At the end of March 2026, Israeli air strikes will have disabled dozens of Iranian naval assets in the Caspian, including missile launchers, a corvettea naval shipyard and a command center.
It is likely that the attacks have seriously disrupted the logistics corridor of the Caspian that connects Russian ports to the Iranian port of Bandar Anzali, the oldest and largest Iranian port on the Caspian Sea.
Also have degraded Tehran’s ability to receive supplies by this route. This could force both countries to rely more on riskier land routes through Azerbaijan or Kazakhstan.
In other words, the function of the Caspian as a refuge for the two allies is currently under threatwhich could force Russia and Iran to spend more on multi-level air defense systems and drone monitoring.
The two countries may even have to reposition troops and military equipment in the region. This would significantly increase the cost and complexity of using the Caspian as a safe space for military and naval assets and as a commercial bridge.
The Caspian Sea became a cincreasingly important strategic player between two conflicts that are usually seen as separate. The war in Ukraine and the war in Iran they are not isolated theatersbut parts of an emerging Eurasian conflict system in which Russia and Iran are mutually dependent.
O provision of drones and other military support by Iran to Russia had a direct impact on the course of the war in Ukraine. At the same time, Russia’s diplomatic, military and economic support is central to Iran’s ability to withstand pressure and maintain its regional posture.
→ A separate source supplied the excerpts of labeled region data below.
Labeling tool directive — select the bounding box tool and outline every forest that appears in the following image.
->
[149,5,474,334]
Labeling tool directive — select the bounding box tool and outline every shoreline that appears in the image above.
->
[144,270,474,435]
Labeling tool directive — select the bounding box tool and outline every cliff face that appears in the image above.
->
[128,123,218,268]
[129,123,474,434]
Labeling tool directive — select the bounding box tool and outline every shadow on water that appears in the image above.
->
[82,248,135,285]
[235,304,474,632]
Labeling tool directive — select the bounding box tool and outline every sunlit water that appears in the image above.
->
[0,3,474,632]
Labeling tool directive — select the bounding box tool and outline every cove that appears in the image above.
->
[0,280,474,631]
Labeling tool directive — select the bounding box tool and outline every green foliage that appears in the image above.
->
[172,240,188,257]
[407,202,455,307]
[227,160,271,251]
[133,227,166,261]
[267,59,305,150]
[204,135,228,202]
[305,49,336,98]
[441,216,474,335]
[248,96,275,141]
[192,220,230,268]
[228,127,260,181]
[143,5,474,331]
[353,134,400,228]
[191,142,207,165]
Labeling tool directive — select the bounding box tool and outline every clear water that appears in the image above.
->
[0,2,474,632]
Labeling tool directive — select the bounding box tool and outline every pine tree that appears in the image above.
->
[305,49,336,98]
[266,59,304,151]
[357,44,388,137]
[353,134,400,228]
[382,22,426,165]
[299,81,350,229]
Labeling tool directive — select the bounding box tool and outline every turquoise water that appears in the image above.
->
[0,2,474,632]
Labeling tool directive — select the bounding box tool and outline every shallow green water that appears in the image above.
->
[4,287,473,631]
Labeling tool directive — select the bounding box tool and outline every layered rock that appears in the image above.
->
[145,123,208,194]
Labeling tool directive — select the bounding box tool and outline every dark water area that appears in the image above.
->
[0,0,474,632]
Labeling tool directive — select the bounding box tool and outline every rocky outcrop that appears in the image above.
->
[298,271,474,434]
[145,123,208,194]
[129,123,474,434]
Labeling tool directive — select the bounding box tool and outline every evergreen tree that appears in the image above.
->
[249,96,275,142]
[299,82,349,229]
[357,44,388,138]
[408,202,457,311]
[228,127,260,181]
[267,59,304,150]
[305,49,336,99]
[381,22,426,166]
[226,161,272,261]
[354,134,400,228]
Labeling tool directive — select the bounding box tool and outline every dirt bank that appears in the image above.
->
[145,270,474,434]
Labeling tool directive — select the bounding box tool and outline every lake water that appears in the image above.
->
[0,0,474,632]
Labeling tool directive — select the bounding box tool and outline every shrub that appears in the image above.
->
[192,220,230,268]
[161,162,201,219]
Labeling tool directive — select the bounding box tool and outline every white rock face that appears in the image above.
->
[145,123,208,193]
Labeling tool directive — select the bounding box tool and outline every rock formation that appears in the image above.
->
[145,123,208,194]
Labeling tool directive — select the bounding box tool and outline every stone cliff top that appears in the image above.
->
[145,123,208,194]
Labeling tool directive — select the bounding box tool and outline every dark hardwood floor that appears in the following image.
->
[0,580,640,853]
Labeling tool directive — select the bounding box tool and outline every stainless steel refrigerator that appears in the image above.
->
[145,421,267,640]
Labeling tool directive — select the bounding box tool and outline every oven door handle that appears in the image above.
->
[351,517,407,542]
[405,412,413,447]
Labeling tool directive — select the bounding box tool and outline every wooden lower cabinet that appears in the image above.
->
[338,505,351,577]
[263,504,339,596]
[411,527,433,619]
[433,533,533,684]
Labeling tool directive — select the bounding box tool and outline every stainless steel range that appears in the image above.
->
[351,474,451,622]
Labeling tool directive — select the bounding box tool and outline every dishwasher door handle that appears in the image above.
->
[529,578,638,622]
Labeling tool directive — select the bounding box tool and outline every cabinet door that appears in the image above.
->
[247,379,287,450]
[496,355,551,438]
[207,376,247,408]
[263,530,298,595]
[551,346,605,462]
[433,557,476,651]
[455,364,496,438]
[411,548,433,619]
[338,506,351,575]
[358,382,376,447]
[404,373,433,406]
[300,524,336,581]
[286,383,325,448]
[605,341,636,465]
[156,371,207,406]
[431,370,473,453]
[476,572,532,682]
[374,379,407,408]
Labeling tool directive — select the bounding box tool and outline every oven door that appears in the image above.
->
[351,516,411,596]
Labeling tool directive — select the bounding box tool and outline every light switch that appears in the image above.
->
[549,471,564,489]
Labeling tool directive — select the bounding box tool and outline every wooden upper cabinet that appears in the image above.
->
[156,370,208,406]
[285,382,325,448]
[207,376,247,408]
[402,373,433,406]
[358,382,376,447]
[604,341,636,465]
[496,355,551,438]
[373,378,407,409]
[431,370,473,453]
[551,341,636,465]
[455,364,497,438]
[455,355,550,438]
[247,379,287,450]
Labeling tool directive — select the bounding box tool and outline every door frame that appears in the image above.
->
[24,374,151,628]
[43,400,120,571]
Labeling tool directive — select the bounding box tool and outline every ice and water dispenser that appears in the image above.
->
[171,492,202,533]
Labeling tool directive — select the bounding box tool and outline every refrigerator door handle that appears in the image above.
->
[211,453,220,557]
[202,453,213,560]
The Caspian supports this alignment as a relatively protected corridor for coordination, logistics, and economic exchange.
Recent events, such as the Ukrainian and Israeli attacks, reveal, however, the limits of this strategic role for Moscow and Tehran. At the same time, other countries, in particular China and Turkey, are investing in the intermediate corridor, which increases the value of the Caspian Seaboth from an economic point of view and in terms of geographic connectivity.
The future of the Caspian Sea is uncertain. Its north-south strategic and military axis, between Russia and Iran, is increasingly contested by their adversaries.
However, your east-west commercial and energy paper it has the potential to rebalance regional power dynamics toward economic connectivity rather than conflict. Or, put another way, this body of water could become both a theater of strategic confrontation and a trade corridor and exchange.
The second hypothesis, naturally, would be better for everyone involved.